Excess melodrama and forced patriotism, rather jingoism is another major turn-off. Again in a major hangover of Happy New year, there are the regular sequences of firangs bashing India and the ensuing fist fights, and since we are proud Indians, we have to carry that emotion on our sleeves and never leave an opportunity to push it in everyone’s face. The sudden bursts of patriotism are as forced as some of the dialogues. Sample this, – ‘We dance to express, not to impress. Paise ho ya na ho, usse kya.’’ Yes, it is that random, and annoying.
Lastly, the plot leaves some seriously mysterious loose ends. Why did they cheat, what led them to it or did they even do it? These are some of the questions the director never chooses to address and leaves the audience in doubt. Who are these people, what are their backgrounds, anything at all, is not explained. Now this would have worked if the movie was some meta statement about dancing, and preaching a philosophy. But in lack of any depth these loopholes just alienate the viewers and fail to evoke any feelings for the characters.

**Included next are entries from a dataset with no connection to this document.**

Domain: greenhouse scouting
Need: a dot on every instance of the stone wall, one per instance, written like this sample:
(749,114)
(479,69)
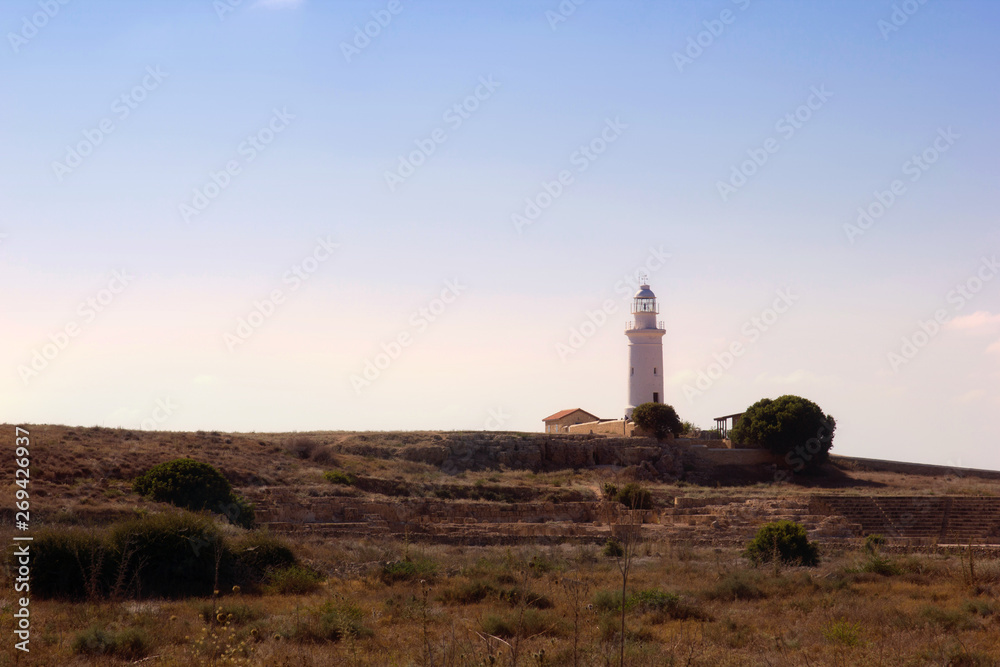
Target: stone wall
(617,427)
(735,457)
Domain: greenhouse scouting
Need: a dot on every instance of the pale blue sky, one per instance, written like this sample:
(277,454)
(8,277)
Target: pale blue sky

The dance sequences are good, but nothing that you won’t find on your daily supply of the reality shows starring some of these very people. The music is ordinary, another major let-down for a dance based film. In absence of a single grand dance number that you could take home with you or that could be the party number, there is just nothing to care about this close to 3 hours of dance-video ensemble.
Talking about Varun and Shraddha, well let’s just say that maybe Remo is right, and Anybody can actually dance, but we certainly can not say the same about acting.